COLLEGE STATION, Feb. 19, 2008 If youre a land owner and animals such as coyotes or wild pigs are driving you hog wild, help may soon be on the way to control their numbers in a humane way in the form of a birth control pill for animals being developed at Texas A&M Universitys College of Veterinary Medicine & Biomedical Sciences. The concept would be to get it to wild animals through baited food, researchers say.
Researchers are testing oral contraceptives used in much the same way as in humans and the results are promising, says Duane Kraemer, a professor in veterinary physiology and pharmacology and a world leader in embryo transfer who has been involved in cloning four different species in recent years.
Kraemer, one of the pills creators, and other members of the research team are testing the contraceptive for use on wild animals, but the applications could most likely be used in pets, he believes.

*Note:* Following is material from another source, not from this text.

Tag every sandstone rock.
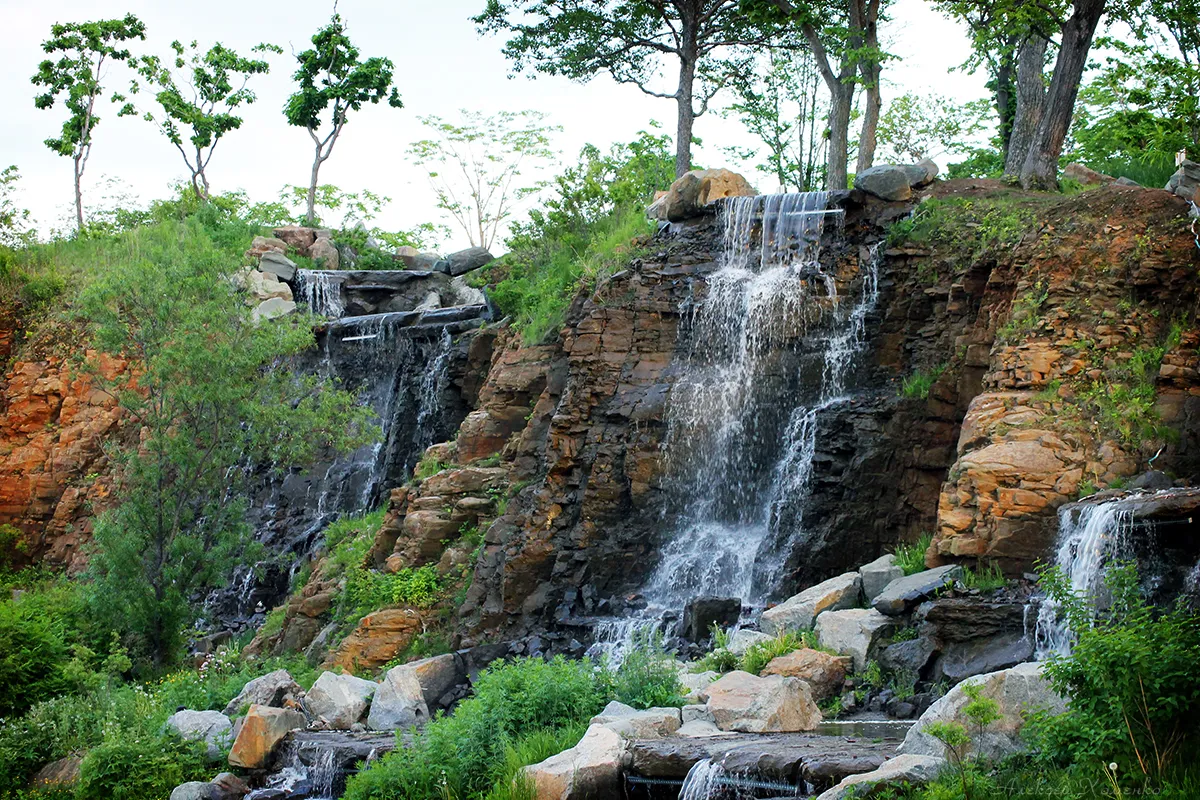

No one method will be useful in all situations, he stresses.
This approach inhibits maturation of the egg and therefore prevents fertilization. The animals continue to cycle, so it will not yet be ideal for many pet owners. But there is an advantage for use in wild and feral animals.
Kraemer says the research team has recently started tests on domestic models for predators animals such as feral pigs and cougars but if successful, it could be used on a wide variety of animals, including dogs and cats, he explains. The team also has submitted grant applications for similar projects on coyotes and deer.
A spinoff of this contraceptive could probably be used on many different species, he adds.
The $90,000 project is being funded by the U.S. Department of Agriculture and private donations.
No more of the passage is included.